Update TTS providers and story markup

2026-05-20 22:13:31 +02:00
parent b911c40d89
commit 8258ea2321
36 changed files with 1482 additions and 197 deletions
@@ -209,6 +209,9 @@ Supported story tags include:
 - `#sfx[file](max=8 fade fade-duration=2)`
 - `#music[file](crossfade loop lead=4)`
 - `#gloss[term](definition)`
+- `#tts[instruction]`
+- `#tts(instruction)`
+- `#tts[provider](instruction)` / `#tts-openai[instruction]`
 - `#score[...]`
 - `#error[...]`
 - `#achievement[...]`
@@ -222,6 +225,9 @@ Choice tags:
 - `#action[name]`

 The active choice UI is one list. Explicit keys are reserved first, then remaining choices receive `1` through `0`, then `A` through `Z`.
+Before key assignment, choices are ordered by invisible `#action` groups. The first appearance of each action group in the authored list determines group order. Choices inside each group are randomized for presentation. Choices without an action group form one final group shown last. Group labels are not displayed.
+
+TTS instruction tags are paragraph/block metadata.
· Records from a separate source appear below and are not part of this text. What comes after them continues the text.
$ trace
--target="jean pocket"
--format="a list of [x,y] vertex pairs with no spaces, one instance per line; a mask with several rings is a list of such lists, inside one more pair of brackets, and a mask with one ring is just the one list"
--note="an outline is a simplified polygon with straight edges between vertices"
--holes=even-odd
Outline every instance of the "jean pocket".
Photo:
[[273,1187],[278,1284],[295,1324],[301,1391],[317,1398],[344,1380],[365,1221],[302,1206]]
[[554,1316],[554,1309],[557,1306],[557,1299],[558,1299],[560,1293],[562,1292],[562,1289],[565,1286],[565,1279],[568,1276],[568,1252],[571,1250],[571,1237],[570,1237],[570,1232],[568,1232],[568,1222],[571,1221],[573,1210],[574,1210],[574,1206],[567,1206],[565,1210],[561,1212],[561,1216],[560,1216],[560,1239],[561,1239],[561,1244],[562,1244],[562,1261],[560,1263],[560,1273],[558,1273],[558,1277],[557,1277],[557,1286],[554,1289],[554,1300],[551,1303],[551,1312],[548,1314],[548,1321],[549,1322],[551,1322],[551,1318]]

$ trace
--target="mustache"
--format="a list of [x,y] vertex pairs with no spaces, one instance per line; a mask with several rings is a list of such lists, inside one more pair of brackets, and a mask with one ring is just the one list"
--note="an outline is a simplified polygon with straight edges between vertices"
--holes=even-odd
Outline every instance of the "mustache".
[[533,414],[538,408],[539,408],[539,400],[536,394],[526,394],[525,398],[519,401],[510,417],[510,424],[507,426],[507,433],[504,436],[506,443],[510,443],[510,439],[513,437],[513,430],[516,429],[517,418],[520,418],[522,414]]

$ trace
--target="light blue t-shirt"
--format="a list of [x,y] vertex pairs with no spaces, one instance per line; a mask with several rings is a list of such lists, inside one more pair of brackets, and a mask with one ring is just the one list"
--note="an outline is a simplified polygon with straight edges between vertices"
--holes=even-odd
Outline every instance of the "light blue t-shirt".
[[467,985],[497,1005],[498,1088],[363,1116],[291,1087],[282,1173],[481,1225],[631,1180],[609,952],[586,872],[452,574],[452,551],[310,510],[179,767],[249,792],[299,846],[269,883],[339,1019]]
They are ignored by renderers and by providers that do not support per-request reading instructions. Providerless `#tts[...]` and `#tts(...)` are the default authoring forms; provider-specific forms are optional filters for provider overrides. OpenAI consumes matching instructions only for `gpt-4o-mini-tts`, where they are sent as the Speech API `instructions` field. Instructions should describe delivery, such as tone, emotion, intonation, pace, accent, whispering, humming, or singing style.

 Markdown emphasis:

@@ -233,7 +239,7 @@ Markdown emphasis:

 ## Audio, TTS, And Media

-TTS providers currently include `none`, Browser Speech, Kokoro, ElevenLabs, and OpenAI. Provider modules exist, but Browser Speech and Kokoro need focused validation before being considered production-ready.
+TTS providers currently include `none`, Browser Speech, Kokoro, ElevenLabs, OpenAI, and local OpenAI-compatible servers. Provider modules exist, but Browser Speech and Kokoro need focused validation before being considered production-ready.

 TTS cache keys include provider, voice, provider speed value, language, and exact normalized TTS string. Fast-forward must accelerate visible animation and fade/stop active TTS without cancelling background generations unless the foreground block has been waiting long enough.